Department of Data Analysis and Artificial Intelligence, Faculty of Computer Science, National Research University Higher School of Economics (HSE), 11 Pokrovsky Boulevard, Moscow 109028, Russian Federation.
J Proteome Res. 2020 Apr 3;19(4):1481-1490. doi: 10.1021/acs.jproteome.9b00736. Epub 2020 Mar 25.
Peptide-spectrum-match (PSM) scores used in database searching are calibrated to spectrum- or spectrum-peptide-specific null distributions. Some calibration methods rely on specific assumptions and use analytical models (e.g., binomial distributions), whereas other methods utilize exact empirical null distributions. The former may be inaccurate because of unjustified assumptions, while the latter are accurate, albeit computationally exhaustive. Here, we introduce a novel, nonparametric, heuristic PSM score calibration method, called Tailor, which calibrates PSM scores by dividing them with the top 100-quantile of the empirical, spectrum-specific null distributions (i.e., the score with an associated -value of 0.01 at the tail, hence the name) observed during database searching. Tailor does not require any optimization steps or long calculations; it does not rely on any assumptions on the form of the score distribution (i.e., if it is, e.g., binomial); however, it relies on our empirical observation that the mean and the variance of the null distributions are correlated. In our benchmark, we re-calibrated the match scores of XCorr from Crux, HyperScore scores from X!Tandem, and the -values from OMSSA with the Tailor method and obtained more spectrum annotations than with raw scores at any false discovery rate level. Moreover, Tailor provided slightly more annotations than -values of X!Tandem and OMSSA and approached the performance of the computationally exhaustive exact -value method for XCorr on spectrum data sets containing low-resolution fragmentation information (MS2) around 20-150 times faster.

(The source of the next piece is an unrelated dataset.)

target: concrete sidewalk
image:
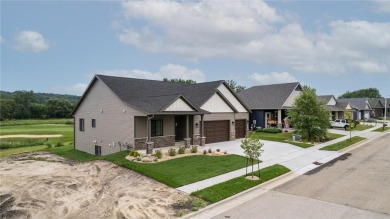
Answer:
[177,126,380,193]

On high-resolution MS2 data sets, the Tailor method with XCorr achieved state-of-the-art performance and produced more annotations than the well-calibrated residue-evidence (Res-ev) score around 50-80 times faster.
肽段谱匹配(PSM)分数在数据库搜索中经过校准,以与谱或谱肽特定的零分布相匹配。一些校准方法依赖于特定的假设,并使用分析模型(例如二项式分布),而其他方法则利用精确的经验零分布。前者可能由于不合理的假设而不准确,而后者则是准确的,尽管计算量很大。在这里,我们引入了一种新的、非参数的启发式 PSM 分数校准方法,称为 Tailor,它通过将 PSM 分数除以数据库搜索过程中观察到的经验、谱特异性零分布的前 100 分位数(即,与 0.01 的关联分数值在尾部,因此得名)来校准 PSM 分数。Tailor 不需要任何优化步骤或长时间的计算;它不依赖于分数分布形式的任何假设(即,如果它是例如二项式);然而,它依赖于我们的经验观察,即零分布的均值和方差是相关的。在我们的基准测试中,我们使用 Tailor 方法重新校准了来自 Crux 的 XCorr 的匹配分数、来自 X!Tandem 的 HyperScore 分数和来自 OMSSA 的 -值,并在任何错误发现率水平下获得了比原始分数更多的谱注释。此外,Tailor 提供的注释比 X!Tandem 和 OMSSA 的 -值略多,并且在包含低分辨率碎片化信息(MS2)的谱数据集上接近计算量极大的精确 -值方法的性能,速度快 20-150 倍左右。在高分辨率 MS2 数据集上,带有 XCorr 的 Tailor 方法实现了最先进的性能,并在大约 50-80 倍的速度内比经过良好校准的残基证据(Res-ev)分数产生了更多的注释。